How is intravenous anesthesia done?
Carrying out intravenous anesthesia is a simple, from a technical point of view, procedure that gives an almost immediate effect. The patient falls asleep calmly, bypassing the stage of excitement. But such anesthesia does not provide complete muscle relaxation, which increases the risk of overdose. One dose of the drug turns off the patient's consciousness for about 20 minutes, so if the surgery lasts longer, then an additional dose is required. Typically, for long operations, intravenous anesthesia is used in combination with inhalational anesthesia in order to initially calmly immerse the patient in an unconscious state without the stage of excitement.
Preparing for intravenous anesthesia
Before administering anesthesia, the patient must be prepared. In order for the anesthesia to be of high quality and without consequences, the following measures must be taken:
- conversation with the patient about how the procedure will take place (if any questions arise, it is better to clarify all points in advance);
- for a certain period of time before the operation, the patient is limited in the consumption of food and drinks;
- hygienic procedures (sometimes a cleansing enema, at the request of the doctor);
- premedication on the eve of the intervention is carried out to reduce the patient’s anxiety and reduce the likelihood of allergic reactions.
Classification of intravenous anesthesia
There are 3 types of this type of anesthesia, each with its own characteristics:
- Central analgesia is produced by administering a combination of narcotic analgesics; it provides a good degree of pain relief, but at high doses respiratory depression occurs, so the use of mechanical ventilation is often required.
- Neuroleptanalgesia provides neurovegetative inhibition, loss of pain sensitivity and psychological peace, but the patient is conscious.
- Ataralgesia is usually used as a component of combined anesthesia, based on the use of analgesics in combination with tranquilizers.
Depending on the type of surgery, the patient’s condition and some other factors, a certain type of intravenous anesthesia is used.

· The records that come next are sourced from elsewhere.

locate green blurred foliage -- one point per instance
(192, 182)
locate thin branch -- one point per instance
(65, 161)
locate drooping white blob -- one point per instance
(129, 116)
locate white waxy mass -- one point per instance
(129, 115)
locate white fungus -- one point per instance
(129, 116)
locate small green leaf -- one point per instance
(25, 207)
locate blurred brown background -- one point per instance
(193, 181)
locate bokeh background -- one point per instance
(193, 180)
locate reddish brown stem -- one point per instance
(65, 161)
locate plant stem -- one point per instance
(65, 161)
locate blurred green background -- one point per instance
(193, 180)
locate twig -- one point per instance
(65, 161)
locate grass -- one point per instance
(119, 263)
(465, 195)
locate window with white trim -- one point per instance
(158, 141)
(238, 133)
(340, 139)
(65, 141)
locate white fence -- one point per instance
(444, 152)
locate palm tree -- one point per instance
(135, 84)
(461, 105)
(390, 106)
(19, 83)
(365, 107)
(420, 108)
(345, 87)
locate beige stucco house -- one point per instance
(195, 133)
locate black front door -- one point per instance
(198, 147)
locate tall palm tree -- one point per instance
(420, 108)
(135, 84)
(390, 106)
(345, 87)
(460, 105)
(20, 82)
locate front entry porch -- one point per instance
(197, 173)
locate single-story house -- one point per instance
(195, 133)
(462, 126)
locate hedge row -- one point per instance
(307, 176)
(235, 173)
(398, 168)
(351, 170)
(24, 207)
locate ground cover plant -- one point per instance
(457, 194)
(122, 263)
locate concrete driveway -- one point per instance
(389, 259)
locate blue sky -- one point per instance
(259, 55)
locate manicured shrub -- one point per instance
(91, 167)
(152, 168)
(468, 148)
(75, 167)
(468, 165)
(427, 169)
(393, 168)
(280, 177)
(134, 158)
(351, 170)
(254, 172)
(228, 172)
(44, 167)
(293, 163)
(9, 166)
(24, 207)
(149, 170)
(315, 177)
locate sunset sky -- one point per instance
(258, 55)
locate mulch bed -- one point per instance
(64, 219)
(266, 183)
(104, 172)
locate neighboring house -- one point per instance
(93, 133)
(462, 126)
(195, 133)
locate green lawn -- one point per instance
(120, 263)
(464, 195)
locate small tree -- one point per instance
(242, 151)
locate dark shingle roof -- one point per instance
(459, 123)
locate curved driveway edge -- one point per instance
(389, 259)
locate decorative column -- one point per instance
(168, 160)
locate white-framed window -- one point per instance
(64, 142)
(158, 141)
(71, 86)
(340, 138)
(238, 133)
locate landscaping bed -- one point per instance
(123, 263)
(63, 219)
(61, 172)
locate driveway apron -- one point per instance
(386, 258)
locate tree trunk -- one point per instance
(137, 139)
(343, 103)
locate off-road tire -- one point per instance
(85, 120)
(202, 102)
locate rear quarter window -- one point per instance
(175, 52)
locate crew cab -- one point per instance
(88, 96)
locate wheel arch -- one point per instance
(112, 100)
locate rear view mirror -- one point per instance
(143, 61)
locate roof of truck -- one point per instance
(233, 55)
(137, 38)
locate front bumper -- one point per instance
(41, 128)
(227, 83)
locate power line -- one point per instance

Carrying out intravenous anesthesia
Intravenous anesthesia is carried out after completion of all preparatory measures, immediately before the start of surgery. The patient is placed on the operating table, a vein is punctured and an anesthetic drug is slowly injected. After administering the first 3-5 ml, pause for about 30 seconds, while observing the reaction and condition of the patient, then continue administering the drug until the ciliary reflex disappears. The consumption of anesthetic depends on many factors:
- patient weight;
- floor;
- age;
- general condition and nature of the underlying disease;
- size of fat depots;
- liver condition, etc.
The anesthesiologist calculates the dose of the drug in each case individually, having carefully studied the patient's medical history and condition.
Throughout the anesthesia, the patient is constantly monitored and breathing, pulse rate, and blood pressure are monitored. After waking up the patient, the doctor must assess his condition: check his reflexes, make sure that the patient is conscious. Then the patient enters secondary sleep, which is why it is so important for the doctor to record the patient’s recovery from the state of anesthesia. During this period, dizziness, nausea, and vomiting may sometimes occur.